An overkil seeksml in many cases, as you may have for example a XenServer machine running one or several virtual computers. Let’s say you decide to load Ubuntu 14 LTS on XenServer. The ubuntu machine is ready to go after a while, and then you run a docker container on top of this configuration.

However, Citrix understands this situation and has created a supplementary pack for Docker.

xe-install-supplemental-pack xscontainer-6.5.0-100205c.iso
mount: xscontainer-6.5.0-100205c.iso is write-protected, mounting read-only
Installing 'XenServer Container Management'...

Preparing...                ########################################### [100%]
   1:guest-templates        ########################################### [ 50%]
Waiting for xapi to signal init complete
Removing any existing built-in templates
Regenerating built-in templates
   2:xscontainer            ########################################### [100%]
Pack installation successful. - See more at: http://xenserver.org/discuss-virtualization/virtualization-blog/entry/preview-of-xenserver-support-for-docker-and-container-management.html#sthash.vSWFSUaD.dpuf

Once you install this supplemental pack, XenServer is aware of a container managed VM. As shown in this capture, The machine hp-d385-1, has a virtual machine called CoreOS-817 and includes a hadoop container, tomcat, mysql, apache, that can be launched from the XenServer user interface.
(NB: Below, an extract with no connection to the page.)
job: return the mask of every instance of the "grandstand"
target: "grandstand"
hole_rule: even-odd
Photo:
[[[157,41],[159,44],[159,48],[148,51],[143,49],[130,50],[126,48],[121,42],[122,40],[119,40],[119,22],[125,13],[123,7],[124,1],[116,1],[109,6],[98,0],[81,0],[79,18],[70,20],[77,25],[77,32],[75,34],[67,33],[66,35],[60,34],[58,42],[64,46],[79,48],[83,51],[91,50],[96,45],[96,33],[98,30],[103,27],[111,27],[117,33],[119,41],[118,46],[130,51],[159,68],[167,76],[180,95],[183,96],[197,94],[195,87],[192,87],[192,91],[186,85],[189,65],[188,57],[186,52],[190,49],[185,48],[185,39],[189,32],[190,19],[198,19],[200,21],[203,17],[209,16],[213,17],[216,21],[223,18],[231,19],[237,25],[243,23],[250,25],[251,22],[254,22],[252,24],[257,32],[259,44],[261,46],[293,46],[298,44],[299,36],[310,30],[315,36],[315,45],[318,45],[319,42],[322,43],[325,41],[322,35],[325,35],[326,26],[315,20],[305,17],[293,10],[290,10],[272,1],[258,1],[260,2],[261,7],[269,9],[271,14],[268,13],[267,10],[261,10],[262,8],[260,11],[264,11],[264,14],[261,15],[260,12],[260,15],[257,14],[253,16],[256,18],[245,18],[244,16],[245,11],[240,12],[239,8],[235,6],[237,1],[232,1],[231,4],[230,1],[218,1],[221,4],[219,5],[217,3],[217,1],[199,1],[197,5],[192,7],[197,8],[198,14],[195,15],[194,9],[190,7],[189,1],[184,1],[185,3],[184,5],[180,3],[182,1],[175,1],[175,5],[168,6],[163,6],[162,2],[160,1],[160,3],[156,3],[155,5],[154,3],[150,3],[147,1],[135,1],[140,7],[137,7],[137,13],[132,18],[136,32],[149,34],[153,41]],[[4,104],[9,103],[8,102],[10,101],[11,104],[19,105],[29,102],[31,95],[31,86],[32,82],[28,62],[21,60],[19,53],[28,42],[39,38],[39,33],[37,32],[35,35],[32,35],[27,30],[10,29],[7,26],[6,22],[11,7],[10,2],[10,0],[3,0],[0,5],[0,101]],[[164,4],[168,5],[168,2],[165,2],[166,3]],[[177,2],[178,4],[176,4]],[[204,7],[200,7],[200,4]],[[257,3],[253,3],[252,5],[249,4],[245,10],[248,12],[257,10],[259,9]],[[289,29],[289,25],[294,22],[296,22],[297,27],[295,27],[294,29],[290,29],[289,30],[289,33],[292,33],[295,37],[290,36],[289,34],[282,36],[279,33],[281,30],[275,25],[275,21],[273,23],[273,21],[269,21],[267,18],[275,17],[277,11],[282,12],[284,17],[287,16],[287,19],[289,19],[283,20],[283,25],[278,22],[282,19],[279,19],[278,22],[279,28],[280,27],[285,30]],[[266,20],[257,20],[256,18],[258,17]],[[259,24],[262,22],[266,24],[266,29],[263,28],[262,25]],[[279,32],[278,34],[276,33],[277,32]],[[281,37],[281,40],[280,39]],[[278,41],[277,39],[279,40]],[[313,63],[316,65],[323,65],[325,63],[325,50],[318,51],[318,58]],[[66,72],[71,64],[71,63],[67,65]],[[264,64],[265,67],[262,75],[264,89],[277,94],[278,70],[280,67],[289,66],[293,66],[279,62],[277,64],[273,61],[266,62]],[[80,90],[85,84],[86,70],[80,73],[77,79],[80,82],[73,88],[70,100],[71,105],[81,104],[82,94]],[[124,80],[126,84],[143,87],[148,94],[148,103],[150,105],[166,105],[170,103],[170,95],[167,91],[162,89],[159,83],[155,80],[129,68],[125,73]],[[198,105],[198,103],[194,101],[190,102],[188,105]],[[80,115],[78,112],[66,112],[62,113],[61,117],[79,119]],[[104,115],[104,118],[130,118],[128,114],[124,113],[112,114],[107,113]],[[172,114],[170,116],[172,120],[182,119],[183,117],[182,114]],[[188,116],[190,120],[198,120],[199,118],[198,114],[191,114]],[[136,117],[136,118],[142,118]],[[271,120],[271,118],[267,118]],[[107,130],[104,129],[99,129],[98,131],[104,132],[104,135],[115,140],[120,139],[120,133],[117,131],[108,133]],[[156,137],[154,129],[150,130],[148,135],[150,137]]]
xenserver docker container

You may think? XenSserver->Ubuntu->Docker ? Will this be too much overhead? I have not done the bechmarking comparing XenServer with Docker.  However, a paper was presented showing a performance comparison.

Source: https://www.mirantis.com/blog/need-openstack-use-docker/ 

While the performance calculation shows a similar result between a KVM, Docker, and just the bare metal. More studies are required to confirm performance. Further analysis is required to really determine if a Docker container running on a native machine shows a higher performance than a KVM with a docker instance.

Performance Analysis Docker vrs KVM

The performance of KVM vrs Docker has been researched as well, an IBM team took the time to compare KVM with Docker: http://domino.research.ibm.com/library/cyberdig.nsf/papers/0929052195DD819C85257D2300681E7B/$File/rc25482.pdf

A shown in the figures latency from Docker is lower than KVM, storage as well, using EXT4 filesystem and KVM shows that Docker depicted a CDF (%) better than KWM and as good as Native. Obviously, Docker is just running as a process in the native.  In fact these researches conclude what I initially stated, that using a Hyper-visor with a VM is not a good practice:

” We also question the practice of deploying containers inside VMs, since this imposes the performance overheads of VMs while giving no benefit compared to deploying containers directly on non-virtualized Linux. If one must use a VM, running it inside a container can create an extra layer of security since an attacker who can exploit QEMU would still be inside the container.”

 

Conclusion

Docker simply comes to solve a problem using a native environment, using a hypervisor is just unnecessary and not required unless you really need to use an image that was built, tested, and validated for a particular Hyper-V Or you believe you have a special hardware that the Hyper-V can handle or arbitrate better than a version of Linux you may have.  One special case is running Windows container on Linux. Apparently Windows showed in 2015 how to run a docker container on Windows, however the opposite seems to be a problem.